Nein, blöde Sprüche gibt es eigentlich nur im Internet. In der Kabine habe ich keine Probleme. Tatsächlich verfügen die meisten Vereine sogar über mehrere Umkleiden. Zur Not warte ich aber auch gerne, bis eine Kabine frei ist.

Wie reagierte der Fußballverband im Herbst 2020 auf Ihren Antrag?

Nur mit einem kurzen Fünfzeiler und dem Verweis auf das Verbot. Dabei gaben sich Philipp (Wegner, d. Red.) und Dirk (Reishaus) aus unserem Vorstand sehr viel Mühe. Ehrlich gesagt bin ich mir gar nicht sicher, ob es überhaupt gelesen wurde.

Der Landesfußballverband gibt Ihnen bei seinem nächsten Verbandstag im September die Möglichkeit, Ihr Anliegen vorzubringen. Erhoffen Sie sich davon Erfolg?

Ich werde gemeinsam mit Leuten aus meinem Verein hinfahren und dann gucken wir mal, was passiert. Es wäre schön, wenn sich endlich jemand ernsthaft mit meinem Anliegen beschäftigen würde. Seit einiger Zeit stehe ich in Kontakt mit Ulrike (Balzer, Vorsitzende Frauen- und Mädchenfußball beim LFV). In diesen Gesprächen fühle ich mich verstanden – das macht Hoffnung.

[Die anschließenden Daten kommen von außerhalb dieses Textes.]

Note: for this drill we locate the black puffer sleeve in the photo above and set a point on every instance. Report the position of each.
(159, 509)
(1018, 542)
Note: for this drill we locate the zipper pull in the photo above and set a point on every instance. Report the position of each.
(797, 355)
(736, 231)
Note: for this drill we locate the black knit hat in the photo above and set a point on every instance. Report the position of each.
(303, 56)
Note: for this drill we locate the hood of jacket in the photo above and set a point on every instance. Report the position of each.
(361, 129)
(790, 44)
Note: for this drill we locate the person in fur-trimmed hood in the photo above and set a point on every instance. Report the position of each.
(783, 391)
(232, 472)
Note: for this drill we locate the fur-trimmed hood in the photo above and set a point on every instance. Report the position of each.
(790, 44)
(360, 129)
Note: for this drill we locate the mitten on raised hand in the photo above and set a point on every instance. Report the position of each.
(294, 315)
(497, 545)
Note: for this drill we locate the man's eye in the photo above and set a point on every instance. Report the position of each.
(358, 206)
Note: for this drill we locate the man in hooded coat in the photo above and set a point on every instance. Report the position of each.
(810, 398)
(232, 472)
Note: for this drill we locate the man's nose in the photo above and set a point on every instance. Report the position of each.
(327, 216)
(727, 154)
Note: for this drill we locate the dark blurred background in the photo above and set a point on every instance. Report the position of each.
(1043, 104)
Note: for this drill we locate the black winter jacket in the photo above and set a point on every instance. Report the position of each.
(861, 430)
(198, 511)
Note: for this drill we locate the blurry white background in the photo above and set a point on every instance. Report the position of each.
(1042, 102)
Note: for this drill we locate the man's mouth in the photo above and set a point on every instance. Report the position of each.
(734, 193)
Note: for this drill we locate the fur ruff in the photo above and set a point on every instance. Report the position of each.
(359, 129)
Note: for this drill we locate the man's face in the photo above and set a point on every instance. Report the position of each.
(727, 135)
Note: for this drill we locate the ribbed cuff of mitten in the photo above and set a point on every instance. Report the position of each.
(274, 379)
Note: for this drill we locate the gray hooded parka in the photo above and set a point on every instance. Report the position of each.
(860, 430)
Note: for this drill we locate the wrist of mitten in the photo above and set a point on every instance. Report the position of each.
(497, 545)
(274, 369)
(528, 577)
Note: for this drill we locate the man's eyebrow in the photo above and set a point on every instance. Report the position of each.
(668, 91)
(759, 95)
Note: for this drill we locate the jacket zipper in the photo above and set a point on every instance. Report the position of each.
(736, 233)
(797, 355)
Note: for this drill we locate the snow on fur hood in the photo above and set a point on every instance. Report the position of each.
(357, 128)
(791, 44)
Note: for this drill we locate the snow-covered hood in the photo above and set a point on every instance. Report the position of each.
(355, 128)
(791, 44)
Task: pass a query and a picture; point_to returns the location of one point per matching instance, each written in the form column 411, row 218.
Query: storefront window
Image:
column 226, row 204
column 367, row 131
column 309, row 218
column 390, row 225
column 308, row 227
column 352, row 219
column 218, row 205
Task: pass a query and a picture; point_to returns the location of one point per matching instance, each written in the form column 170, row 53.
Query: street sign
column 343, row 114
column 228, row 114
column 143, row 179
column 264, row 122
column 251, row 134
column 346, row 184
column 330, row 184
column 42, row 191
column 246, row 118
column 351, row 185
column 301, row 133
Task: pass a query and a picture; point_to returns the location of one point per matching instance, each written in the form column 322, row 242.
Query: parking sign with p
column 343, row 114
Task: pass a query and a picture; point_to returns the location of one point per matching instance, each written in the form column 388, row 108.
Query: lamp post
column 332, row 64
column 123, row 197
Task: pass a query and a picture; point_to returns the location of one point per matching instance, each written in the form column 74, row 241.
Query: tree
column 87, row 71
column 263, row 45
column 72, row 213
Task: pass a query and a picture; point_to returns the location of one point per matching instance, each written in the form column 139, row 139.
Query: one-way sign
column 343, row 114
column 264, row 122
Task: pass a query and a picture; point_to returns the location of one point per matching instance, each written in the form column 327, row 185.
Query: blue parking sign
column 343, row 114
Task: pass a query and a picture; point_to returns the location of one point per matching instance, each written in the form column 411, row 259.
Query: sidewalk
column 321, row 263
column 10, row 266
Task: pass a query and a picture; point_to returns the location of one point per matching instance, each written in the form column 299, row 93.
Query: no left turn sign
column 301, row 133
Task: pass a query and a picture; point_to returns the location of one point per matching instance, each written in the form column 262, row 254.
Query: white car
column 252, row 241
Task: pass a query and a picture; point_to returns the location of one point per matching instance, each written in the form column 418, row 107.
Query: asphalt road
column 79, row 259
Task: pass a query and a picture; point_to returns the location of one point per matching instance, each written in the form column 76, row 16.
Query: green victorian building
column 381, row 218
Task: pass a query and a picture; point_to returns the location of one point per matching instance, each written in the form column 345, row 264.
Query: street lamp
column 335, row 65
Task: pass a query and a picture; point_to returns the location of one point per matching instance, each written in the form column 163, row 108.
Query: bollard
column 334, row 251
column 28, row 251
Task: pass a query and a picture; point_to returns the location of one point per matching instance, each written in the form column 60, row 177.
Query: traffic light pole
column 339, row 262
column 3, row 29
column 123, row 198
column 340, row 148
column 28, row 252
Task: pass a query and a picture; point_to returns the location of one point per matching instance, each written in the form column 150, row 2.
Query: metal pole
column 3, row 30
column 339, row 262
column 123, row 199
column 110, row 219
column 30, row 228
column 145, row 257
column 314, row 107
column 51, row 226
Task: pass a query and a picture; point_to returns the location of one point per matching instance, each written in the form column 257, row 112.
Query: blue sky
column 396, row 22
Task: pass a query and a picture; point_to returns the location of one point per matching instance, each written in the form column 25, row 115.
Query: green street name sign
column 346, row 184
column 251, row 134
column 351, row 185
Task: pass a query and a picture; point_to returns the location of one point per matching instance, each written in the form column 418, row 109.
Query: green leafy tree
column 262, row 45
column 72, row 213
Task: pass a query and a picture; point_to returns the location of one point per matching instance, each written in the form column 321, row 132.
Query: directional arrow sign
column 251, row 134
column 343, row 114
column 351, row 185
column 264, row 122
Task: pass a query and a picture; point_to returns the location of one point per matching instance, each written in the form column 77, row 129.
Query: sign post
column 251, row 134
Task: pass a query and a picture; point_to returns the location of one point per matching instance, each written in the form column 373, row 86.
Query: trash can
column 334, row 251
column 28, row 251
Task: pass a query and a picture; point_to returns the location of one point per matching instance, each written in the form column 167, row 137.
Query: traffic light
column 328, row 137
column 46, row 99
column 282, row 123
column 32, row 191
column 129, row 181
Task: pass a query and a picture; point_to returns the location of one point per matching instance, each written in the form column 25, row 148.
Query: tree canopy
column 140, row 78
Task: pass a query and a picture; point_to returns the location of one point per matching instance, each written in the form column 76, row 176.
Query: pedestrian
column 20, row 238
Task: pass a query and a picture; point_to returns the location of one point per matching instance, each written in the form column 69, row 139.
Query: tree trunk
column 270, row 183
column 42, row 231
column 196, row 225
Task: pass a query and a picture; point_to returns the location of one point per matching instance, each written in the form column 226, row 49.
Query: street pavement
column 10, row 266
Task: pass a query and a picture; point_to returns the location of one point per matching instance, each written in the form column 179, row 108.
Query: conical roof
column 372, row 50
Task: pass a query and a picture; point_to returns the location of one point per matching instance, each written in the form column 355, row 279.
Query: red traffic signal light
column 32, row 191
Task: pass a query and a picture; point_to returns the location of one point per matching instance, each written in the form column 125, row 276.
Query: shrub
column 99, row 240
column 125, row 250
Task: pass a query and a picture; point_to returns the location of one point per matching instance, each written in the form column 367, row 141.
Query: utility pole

Es wären ja eigentlich auch nur drei Zeilen in der Satzung, die geändert werden müssten.

Frau Krüger, der SV Murchin/Rubkow steigt zur neuen Saison in die Fußball-Landesklasse auf. Hat die Mannschaft Ihrer Meinung nach das Zeug für diese Spielklasse?

Definitiv! Im Vergleich zu den vergangenen Saisons ist die Mannschaft in diesem Jahr sehr stark unterwegs. Den Aufstieg haben sich alle im Verein mehr als verdient.

Trauen Sie sich persönlich einen Einsatz in dieser Spielklasse zu?

Ich war für meinen Verein bereits bei Testspielen gegen Teams aus der Landesklasse im Einsatz. Das hat funktioniert. Klar, ab der Landesliga dürfte es für mich etwas schwierig werden, aber so weit sind wir ja auch noch nicht (lacht).

Ihr Wunsch für die nächste Saison?

Am ersten Spieltag auf dem Platz zu stehen – das wäre geil.

Angenommen, Ihr nächster Antrag auf Spielerlaubnis wird erneut abgelehnt ...

... dann stelle ich noch einen – so lange, bis es funktioniert. Sicher liegt noch ein bisschen Arbeit vor mir. Ich bin aber erst 22. Ein bisschen Zeit habe ich ja noch.